Polymarket Defends Its Operations, Calls Probe Politically Driven
In response to the DOJ’s actions, Polymarket has defended its platform, calling the investigation politically motivated and asserting that it serves as a tool for information gathering, particularly during election cycles. CEO Shayne Coplan described the investigation as a “last-ditch effort” by the current administration to target companies perceived as aligned with political opponents.
“We do not take sides,” Coplan tweeted, emphasizing that Polymarket’s goal is to create an open platform for information and that the company has taken steps to ensure compliance with U.S. regulations. Coplan also called for regulators to focus on fostering a more favorable environment for startups rather than targeting innovative companies like Polymarket.

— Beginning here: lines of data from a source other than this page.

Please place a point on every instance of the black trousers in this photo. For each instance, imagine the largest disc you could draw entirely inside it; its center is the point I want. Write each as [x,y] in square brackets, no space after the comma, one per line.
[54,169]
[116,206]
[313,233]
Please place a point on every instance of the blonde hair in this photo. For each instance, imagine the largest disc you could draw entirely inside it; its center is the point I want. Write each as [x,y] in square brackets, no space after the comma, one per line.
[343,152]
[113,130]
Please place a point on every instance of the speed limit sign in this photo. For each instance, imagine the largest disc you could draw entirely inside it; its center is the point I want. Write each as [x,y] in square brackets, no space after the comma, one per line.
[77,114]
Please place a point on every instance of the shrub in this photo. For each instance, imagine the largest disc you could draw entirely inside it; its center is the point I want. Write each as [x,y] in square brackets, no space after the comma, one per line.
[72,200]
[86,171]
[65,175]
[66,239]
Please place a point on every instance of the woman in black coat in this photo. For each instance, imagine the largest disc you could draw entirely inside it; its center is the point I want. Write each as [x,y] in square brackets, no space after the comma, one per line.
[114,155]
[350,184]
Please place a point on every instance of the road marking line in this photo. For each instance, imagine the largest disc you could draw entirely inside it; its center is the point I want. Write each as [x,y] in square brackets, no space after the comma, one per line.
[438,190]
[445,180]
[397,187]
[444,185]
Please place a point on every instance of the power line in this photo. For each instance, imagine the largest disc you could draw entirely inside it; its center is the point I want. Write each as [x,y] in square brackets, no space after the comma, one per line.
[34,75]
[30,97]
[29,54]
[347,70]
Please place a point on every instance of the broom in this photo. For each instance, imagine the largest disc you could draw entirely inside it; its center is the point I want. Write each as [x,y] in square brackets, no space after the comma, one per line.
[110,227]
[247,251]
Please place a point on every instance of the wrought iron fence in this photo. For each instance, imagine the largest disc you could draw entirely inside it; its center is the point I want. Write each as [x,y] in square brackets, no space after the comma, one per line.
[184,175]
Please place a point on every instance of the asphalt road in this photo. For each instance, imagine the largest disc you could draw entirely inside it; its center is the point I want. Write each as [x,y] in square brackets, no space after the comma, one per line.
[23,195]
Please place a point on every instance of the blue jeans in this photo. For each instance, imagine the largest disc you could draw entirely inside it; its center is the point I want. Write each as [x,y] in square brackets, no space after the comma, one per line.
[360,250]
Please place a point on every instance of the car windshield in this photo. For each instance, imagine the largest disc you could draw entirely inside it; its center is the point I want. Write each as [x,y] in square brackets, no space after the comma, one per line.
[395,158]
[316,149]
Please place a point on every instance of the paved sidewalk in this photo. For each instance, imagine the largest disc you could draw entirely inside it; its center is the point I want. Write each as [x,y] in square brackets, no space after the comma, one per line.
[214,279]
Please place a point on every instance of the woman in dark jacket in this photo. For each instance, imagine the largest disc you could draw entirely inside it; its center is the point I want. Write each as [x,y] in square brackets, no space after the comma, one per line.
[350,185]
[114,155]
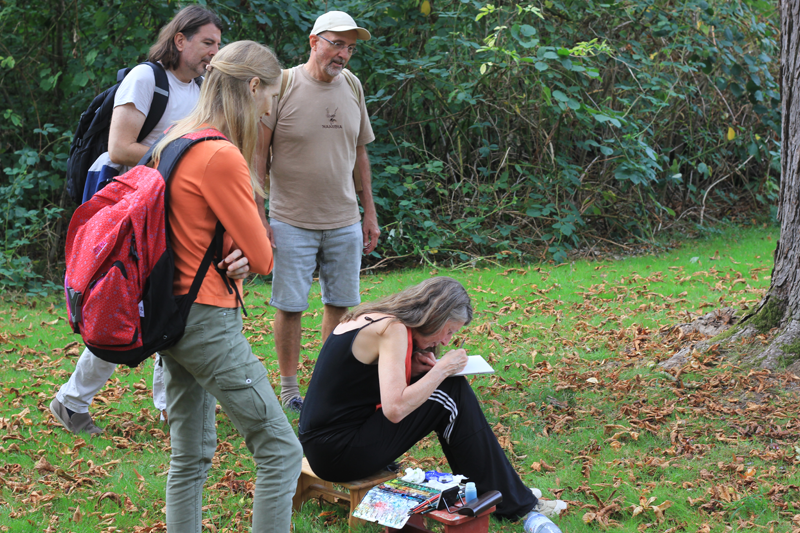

Since the CFTC settlement, Polymarket has introduced measures to limit access from suspected U.S. users, including location verification protocols. The company insists that it does not encourage illegal activity and has worked to address regulatory concerns in good faith.
Global Scrutiny: France Mulls Ban on Polymarket
Polymarket’s regulatory challenges extend beyond the U.S. In France, the country’s gambling authority, the ANJ, is reportedly considering a ban on the platform, citing concerns over unlicensed gambling services. The French regulator has taken note of the spike in bets placed on U.S. elections, adding another layer of regulatory pressure on Polymarket’s operations.
Despite the growing scrutiny, Polymarket continues to gain support from the cryptocurrency community, with many arguing that the platform is a form of free speech. Solana co-founder Anatoly Yakovenko voiced support for Polymarket, asserting that data markets are a form of “political speech” protected under the First Amendment. This sentiment is shared by several crypto industry leaders who believe that regulating or banning platforms like Polymarket undermines free expression and stifles public discourse on political matters.
As Polymarket navigates regulatory hurdles both in the U.S. and abroad, its future remains uncertain. The ongoing DOJ probe, combined with international pressure, could have significant implications for the platform and its role in the growing world of cryptocurrency-based prediction markets.